Ao segundo tipo[4], aquela violência que não resulta necessariamente da agressão corporal ou emocional de um ou mais indivíduos em específico contra uma ou mais vítimas determinadas, mas sim que se depreende do próprio sistema social capitalista, que necessariamente exclui muitos à custa de poucos, chama-se de violência objetiva.

Dito isto, voltemos à série. Grosso modo, a história se inicia com a prisão do jovem Edinho (Seu Jorge).

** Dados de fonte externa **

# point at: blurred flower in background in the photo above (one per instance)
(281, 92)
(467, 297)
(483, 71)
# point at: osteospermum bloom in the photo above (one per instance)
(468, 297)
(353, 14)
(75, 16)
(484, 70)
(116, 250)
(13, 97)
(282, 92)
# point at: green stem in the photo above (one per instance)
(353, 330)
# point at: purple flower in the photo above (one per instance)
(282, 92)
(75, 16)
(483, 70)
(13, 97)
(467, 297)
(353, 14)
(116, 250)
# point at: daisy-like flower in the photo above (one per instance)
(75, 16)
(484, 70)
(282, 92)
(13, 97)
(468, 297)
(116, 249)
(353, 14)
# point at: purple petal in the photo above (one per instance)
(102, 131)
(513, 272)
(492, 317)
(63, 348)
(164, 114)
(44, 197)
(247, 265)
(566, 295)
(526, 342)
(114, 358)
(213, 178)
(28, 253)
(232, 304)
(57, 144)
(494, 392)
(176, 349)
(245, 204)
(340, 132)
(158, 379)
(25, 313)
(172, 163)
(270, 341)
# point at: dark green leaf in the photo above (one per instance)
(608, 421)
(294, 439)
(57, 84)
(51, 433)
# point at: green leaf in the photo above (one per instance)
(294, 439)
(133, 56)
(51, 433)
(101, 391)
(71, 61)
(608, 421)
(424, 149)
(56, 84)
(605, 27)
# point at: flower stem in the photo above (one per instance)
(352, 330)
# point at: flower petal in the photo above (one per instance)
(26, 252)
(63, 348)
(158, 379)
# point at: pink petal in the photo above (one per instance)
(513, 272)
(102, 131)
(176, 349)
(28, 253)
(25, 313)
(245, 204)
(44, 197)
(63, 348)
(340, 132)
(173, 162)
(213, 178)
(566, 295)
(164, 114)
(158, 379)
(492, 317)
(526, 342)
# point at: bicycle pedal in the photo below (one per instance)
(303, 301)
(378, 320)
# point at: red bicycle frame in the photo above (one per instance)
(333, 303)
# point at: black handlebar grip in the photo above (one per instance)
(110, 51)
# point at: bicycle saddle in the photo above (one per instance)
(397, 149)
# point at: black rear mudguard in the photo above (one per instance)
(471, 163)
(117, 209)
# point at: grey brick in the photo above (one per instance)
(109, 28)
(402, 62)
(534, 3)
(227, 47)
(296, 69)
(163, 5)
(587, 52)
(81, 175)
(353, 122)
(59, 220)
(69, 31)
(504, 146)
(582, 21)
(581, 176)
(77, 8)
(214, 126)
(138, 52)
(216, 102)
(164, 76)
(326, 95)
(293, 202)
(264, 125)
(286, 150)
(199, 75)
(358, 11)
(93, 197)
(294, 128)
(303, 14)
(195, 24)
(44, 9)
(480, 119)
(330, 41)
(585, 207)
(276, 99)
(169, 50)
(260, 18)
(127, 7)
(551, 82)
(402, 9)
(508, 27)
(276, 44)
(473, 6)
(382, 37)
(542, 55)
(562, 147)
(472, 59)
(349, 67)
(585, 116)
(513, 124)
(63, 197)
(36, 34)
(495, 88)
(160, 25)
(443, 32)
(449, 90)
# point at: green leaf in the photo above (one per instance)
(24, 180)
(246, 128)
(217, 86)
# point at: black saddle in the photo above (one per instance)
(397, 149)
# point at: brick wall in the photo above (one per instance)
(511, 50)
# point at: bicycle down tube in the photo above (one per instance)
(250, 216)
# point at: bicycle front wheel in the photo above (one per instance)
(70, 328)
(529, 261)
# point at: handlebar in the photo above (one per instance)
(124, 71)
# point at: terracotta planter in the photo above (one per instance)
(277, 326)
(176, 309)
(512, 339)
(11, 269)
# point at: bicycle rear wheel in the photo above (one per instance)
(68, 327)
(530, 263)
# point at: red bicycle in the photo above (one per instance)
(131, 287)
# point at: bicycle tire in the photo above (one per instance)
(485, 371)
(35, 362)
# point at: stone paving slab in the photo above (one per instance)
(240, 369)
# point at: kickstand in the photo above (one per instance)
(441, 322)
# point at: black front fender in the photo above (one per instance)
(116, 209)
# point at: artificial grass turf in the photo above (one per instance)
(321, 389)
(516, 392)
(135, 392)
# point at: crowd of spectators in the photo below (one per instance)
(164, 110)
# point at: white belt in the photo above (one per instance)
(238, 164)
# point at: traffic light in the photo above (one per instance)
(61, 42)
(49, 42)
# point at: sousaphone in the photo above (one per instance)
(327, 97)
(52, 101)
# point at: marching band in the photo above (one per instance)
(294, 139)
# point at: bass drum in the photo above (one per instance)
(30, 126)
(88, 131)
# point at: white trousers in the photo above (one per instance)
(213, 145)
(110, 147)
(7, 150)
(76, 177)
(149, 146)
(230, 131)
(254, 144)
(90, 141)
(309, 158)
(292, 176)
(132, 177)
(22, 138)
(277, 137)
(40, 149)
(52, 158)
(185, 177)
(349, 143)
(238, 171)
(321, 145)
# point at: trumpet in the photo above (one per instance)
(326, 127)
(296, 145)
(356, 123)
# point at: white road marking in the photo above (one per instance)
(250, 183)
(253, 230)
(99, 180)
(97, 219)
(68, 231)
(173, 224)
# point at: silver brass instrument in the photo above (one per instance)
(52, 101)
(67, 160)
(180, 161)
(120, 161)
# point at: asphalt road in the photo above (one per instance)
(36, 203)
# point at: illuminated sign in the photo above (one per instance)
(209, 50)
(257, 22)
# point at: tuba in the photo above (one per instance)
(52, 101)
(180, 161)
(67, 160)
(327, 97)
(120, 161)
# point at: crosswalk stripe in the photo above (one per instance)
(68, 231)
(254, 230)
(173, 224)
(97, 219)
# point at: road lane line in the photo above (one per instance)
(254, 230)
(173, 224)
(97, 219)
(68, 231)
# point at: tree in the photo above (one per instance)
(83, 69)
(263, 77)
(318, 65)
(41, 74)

Ele, Cris e Marcel (o irmão mais novo) viviam com o pai, homem negro, periférico e religioso, quando Cris, ainda criança, descobre que Edinho estocava em seu quarto maconha em quantidade aparentemente destinada para a venda. O pai dos três, ao ser informado pela ingênua criança, denuncia o filho à polícia. Edinho, então, vai em cana e de lá não mais sai.

A penitenciária onde ele está alojado é uma espelunca onde reina a barbárie: entre os próprios presos, que fazem valer a lei dos mais forte, mas principalmente pelas mãos do diretor do presídio, que tortura como hobby.

A irmandade surge e se fortalece a partir de uma insatisfação coletiva que brota nas consciências dos presos que se veem desrespeitados por todos os lados. Edinho alcança a liderança do grupo e forma, com seus companheiros, uma espécie de rede de seguridade interna ao ambiente penitenciário. Fora dele, o crime já não é mais opção para os membros da Irmandade que são libertos. O pacto de sangue firmado entre os faccionados clama por meios de salvar os irmãos que estão presos e fazer com que a Irmandade ande com suas próprias pernas financeiramente.

A escalada da organização é notável: de uma rede de suporte à sobrevivência no presídio, a facção passa à lógica empresarial, com rigorosa gestão de procedimentos e técnicas, especialistas em determinadas práticas criminosas, perfeita divisão do trabalho.

Não é difícil imaginar quais os meios de obtenção de recursos de que lançam mão: assalto a bancos e carros fortes prioritariamente. No seio da facção, nenhum vacilo à obediência e ao código de silêncio é permitido – “cabueta”, no tribunal da rua, é morto ao menor indício de autoria.

O que a série nos ensina, portanto, é uma sutileza.

Enquanto o Edinho – adolescente negro e pobre que viu uma oportunidade rápida de fugir da miséria vendendo drogas – for colocado historicamente neste papel pela inescapável violência objetiva, o fato de ele se tornar o líder de uma facção que produz a violência subjetiva que nos salta aos olhos nunca será casual, e sim a necessária consequência deste processo de violência sistêmica.

*Lucas Arieh é membro de O Contraditório

[1]https://blogdaboitempo.com.br/2012/08/08/ditadura-do-proletariado-em-gotham-city-artigo-de-slavoj-zizek-sobre-batman-o-cavaleiro-das-trevas-ressurge/

[2] https://saibamais.jor.br/o-nascer-da-violencia-em-o-coringa-breve-ensaio-criminologico/

[3] ZIZEK, Slavoj. Violência – Seis Reflexões laterais. São Paulo: Boitempo, p. 22-25.

[4] Zizek ainda diz existir um outro tipo de violência, a simbólica, que consiste na imposição de um Sentido Universal imposto aos demais no âmbito da linguagem. Desta, contudo, não falarei neste ensaio. Cf. ZIZEK, p. 36 e ss.